Eaton Corporation has announced plans for two electrical acquisitions, one in Europe and one in Asia Pacific, which will significantly increase the capabilities, size, and geographic breadth of Eaton’s electrical business. The acquisitions’ combined estimated sales for the year ending December 31, 2007 are approximately $2.0 billion.

The European acquisition is of The Moeller Group, a leading supplier of components for commercial and residential building applications, and industrial controls for industrial equipment applications. The company sells products primarily to customers in Western and Eastern Europe and in Asia Pacific. The agreed purchase price is €1.55 billion (US $2.23 billion). The transaction, expected to close in the first quarter of 2008, is subject to regulatory approvals and other customary closing conditions.

Based in Bonn, Germany, The Moeller Group has estimated sales of €1.02 billion (US $1.47 billion) and EBITDA of €170 million (US $245 million) for the 12 months ending December 31, 2007. The company has 15 global production facilities, sales offices in more than 90 countries, and approximately 8,700 employees.

Eaton also announced a tender offer today for all the shares of Phoenixtec Power Company Ltd., a company listed on the Taiwan Stock Exchange, which will be launched on December 21. Phoenixtec manufactures single- and three-phase uninterruptible power supply (UPS) systems that are sold globally. Phoenixtec has leading positions in UPS markets particularly in China, Southeast Asia, and Eastern Europe.

Eaton’s offer price is NT $50 per share (US $1.54 per share). Assuming 100 percent of Phoenixtec outstanding shares are purchased, the net purchase price would be US $565 million.

The chairman of Phoenixtec and company board members have entered into agreements to tender shares representing 25 percent of Phoenixtec’s shares to Eaton in this transaction. The offer remains subject to regulatory approvals and customary closing conditions, including the condition that a minimum of 51 percent of shares must be tendered to Eaton.
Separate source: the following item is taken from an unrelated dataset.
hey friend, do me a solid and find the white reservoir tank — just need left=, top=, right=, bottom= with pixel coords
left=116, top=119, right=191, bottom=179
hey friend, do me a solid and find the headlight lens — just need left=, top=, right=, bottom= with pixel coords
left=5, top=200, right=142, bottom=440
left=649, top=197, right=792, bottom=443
The estimated 2007 sales of Phoenixtec Power Company Ltd. are NT $16.1 billion (US $495 million) and the estimated 2007 EBITDA is NT $1.7 billion (US $52 million). Based in Taipei, Taiwan, the company has manufacturing facilities in China and Taiwan, and employs approximately 5,800 people.

“These two transactions further establish Eaton as a leading global supplier of electrical power distribution and control products as well as power quality equipment and systems,” said Alexander M. Cutler, Eaton chairman and chief executive officer. “Once these acquisitions close, our Electrical business will have annual revenues in excess of $7.5 billion. Further, Eaton’s mix of international revenues, based on final destination of our products, will be between 55 to 60 percent.

“These actions clearly underscore Eaton’s success in expanding our Electrical business globally,” said Cutler. “The Moeller Group’s broad portfolio of power distribution and control products that meet International Electrotechnical Commission (IEC) standards, along with its strong distribution network in both Western and Eastern Europe and its large-scale production facilities in several Eastern European countries, will significantly expand our competitiveness in electrical markets outside the United States.

“We are equally excited about the acquisition of Phoenixtec,” said Cutler. “The company’s leadership position in the China and Taiwan power quality markets provides us a strong foundation to sell our entire range of power quality products. In addition, the company’s engineering capabilities and its manufacturing facilities in Taiwan and China provide us the products, technical knowledge, and competitive manufacturing footprint to greatly expand our global power quality business.”

Cutler added, "We expect these acquisitions to be neutral to our operating earnings per share in 2008, and accretive by $.25 to $.35 per share in 2009. Our outlook in 2008 for Eaton overall, inclusive of these acquisitions, is for revenues to grow 25 percent and operating earnings per share to grow between 15 percent to 20 percent.

“We intend to finance the acquisitions with a mixture of cash, debt and equity,” said Cutler. “Our intent is to manage the long-term debt and equity issuances in a manner to maintain our current “A” long-term debt credit rating.”